Une panne d'avion due au froid polaire retarde notre départ d'une quinzaine d'heures. Cet imprévu donne des maux de tête aux organisateurs et nous oblige à franchir l'une des 11 étapes en gouagoua. Nos vélos arrivent en bon état. La première journée, une excursion est prévue jusqu'à Guardalavaca en compagnie de Luis et de cinq Cubaines qui font de la compétition ainsi que de leur entraîneur. La mise en forme est difficile pour la majorité d'entre nous et seuls quelques membres du groupe de Québécois franchiront les 75 kilomètres à vélo. Après le repas, la baignade est brève, car la température est un peu fraîche. Retour à Holguin en autobus, où nous passons une deuxième nuit dans les petites villas de l'hôtel Mirador de Mayabe, au sommet d'une colline.
C'est le lendemain que le départ officiel a lieu, après discours du commissaire et d'autres officiels. Si Cuba est un paradis du cyclotourisme, c'est que les routes y sont extrêmement tranquilles et en meilleur état que certaines routes du Québec.

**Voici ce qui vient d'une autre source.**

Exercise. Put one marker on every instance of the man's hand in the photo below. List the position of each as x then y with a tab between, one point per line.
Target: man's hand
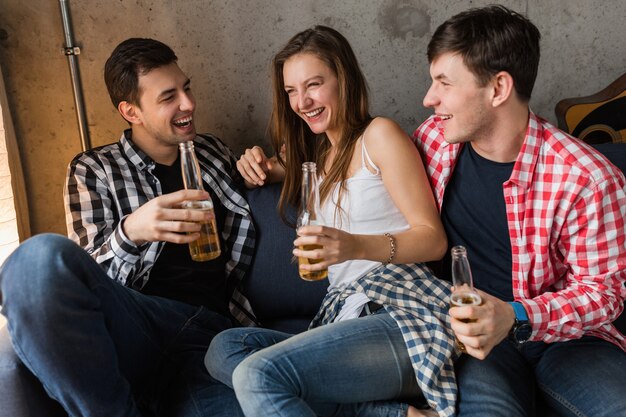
163	219
490	324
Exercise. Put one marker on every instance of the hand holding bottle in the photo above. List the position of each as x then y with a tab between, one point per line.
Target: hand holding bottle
163	219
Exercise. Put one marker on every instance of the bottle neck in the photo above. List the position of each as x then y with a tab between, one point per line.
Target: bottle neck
192	177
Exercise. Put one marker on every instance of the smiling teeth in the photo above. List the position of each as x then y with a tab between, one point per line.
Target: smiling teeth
314	113
184	121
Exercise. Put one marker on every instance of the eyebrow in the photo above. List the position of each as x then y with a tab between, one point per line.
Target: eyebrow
305	81
171	90
440	77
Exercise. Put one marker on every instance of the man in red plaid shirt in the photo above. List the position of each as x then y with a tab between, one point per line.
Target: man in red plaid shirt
542	216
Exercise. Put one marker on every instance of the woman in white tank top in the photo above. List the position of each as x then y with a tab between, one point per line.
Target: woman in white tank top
382	224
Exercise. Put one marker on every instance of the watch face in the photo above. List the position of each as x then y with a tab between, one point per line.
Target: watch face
522	332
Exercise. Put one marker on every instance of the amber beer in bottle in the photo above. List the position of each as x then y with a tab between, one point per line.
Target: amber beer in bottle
464	293
207	246
309	215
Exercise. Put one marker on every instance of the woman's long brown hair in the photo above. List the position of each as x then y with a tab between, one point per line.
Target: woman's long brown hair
288	128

À part quelques belles voitures américaines des années 50, des Lada et quelques camions dont la plate-forme sert de transport en commun, il n'y a que de vieux vélos en quantité et des charrettes tirées par des boeufs ou des chevaux. Il faut cependant faire attention aux poules, aux chèvres et aux cochonnets à grandes oreilles qui surgissent de partout. Nous nous arrêtons à Sagua de Tánamo, où nous attendent un groupe de responsables locaux. Autres discours officiels, puis l'on nous sert en abondance jus d'oranges fraîchement pressées, porc grillé, le mets national, délicieuses galettes au manioc fourrées de fromage, salade, congri (riz et haricots rouges), un accompagnement obligé de tous les repas à Cuba, coings pour dessert. Un repas tellement abondant que nous avons peine à rouler ensuite avec tous les enfants rassemblés à la sortie du restaurant avec leur vélo pour nous accompagner jusqu'à l'extérieur de la ville.

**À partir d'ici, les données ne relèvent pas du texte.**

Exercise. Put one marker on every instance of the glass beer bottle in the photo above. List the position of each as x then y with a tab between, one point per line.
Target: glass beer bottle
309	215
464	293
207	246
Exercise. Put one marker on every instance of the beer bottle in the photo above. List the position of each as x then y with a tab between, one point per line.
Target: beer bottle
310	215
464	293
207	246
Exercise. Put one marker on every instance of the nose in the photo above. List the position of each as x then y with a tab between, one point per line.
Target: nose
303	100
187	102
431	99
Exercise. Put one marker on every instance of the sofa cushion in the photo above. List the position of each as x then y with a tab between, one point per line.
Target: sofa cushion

Au départ de Moa le lendemain, nous traversons une zone industrielle peu intéressante, puis franchissons une magnifique zone montagneuse. Nous y faisons l'observation du perroquet Amazone, identifié par Michel, l'expert en ornithologie. Il y a aussi de superbes papillons. Je ne me rappelle pas avoir vu autant de papillons depuis mon enfance à la campagne. Tout au long de notre itinéraire, ils nous effleurent l'épaule pendant que nous roulons. Pique-nique et baignade à la Villa Maguana, un endroit superbe au bord de la mer resté à l'état naturel. Une partie du groupe fait le reste du trajet à vélo jusqu'à Baracoa pendant que les autres se la coulent douce. Il est convenu après quelques «réunions» que les deux plus rapides, René et Roger, s'arrêteraient à toutes les heures pour faire une pause et attendre les autres. Le système fonctionnera jusqu'à la fin, malgré quelques ratés à l'occasion.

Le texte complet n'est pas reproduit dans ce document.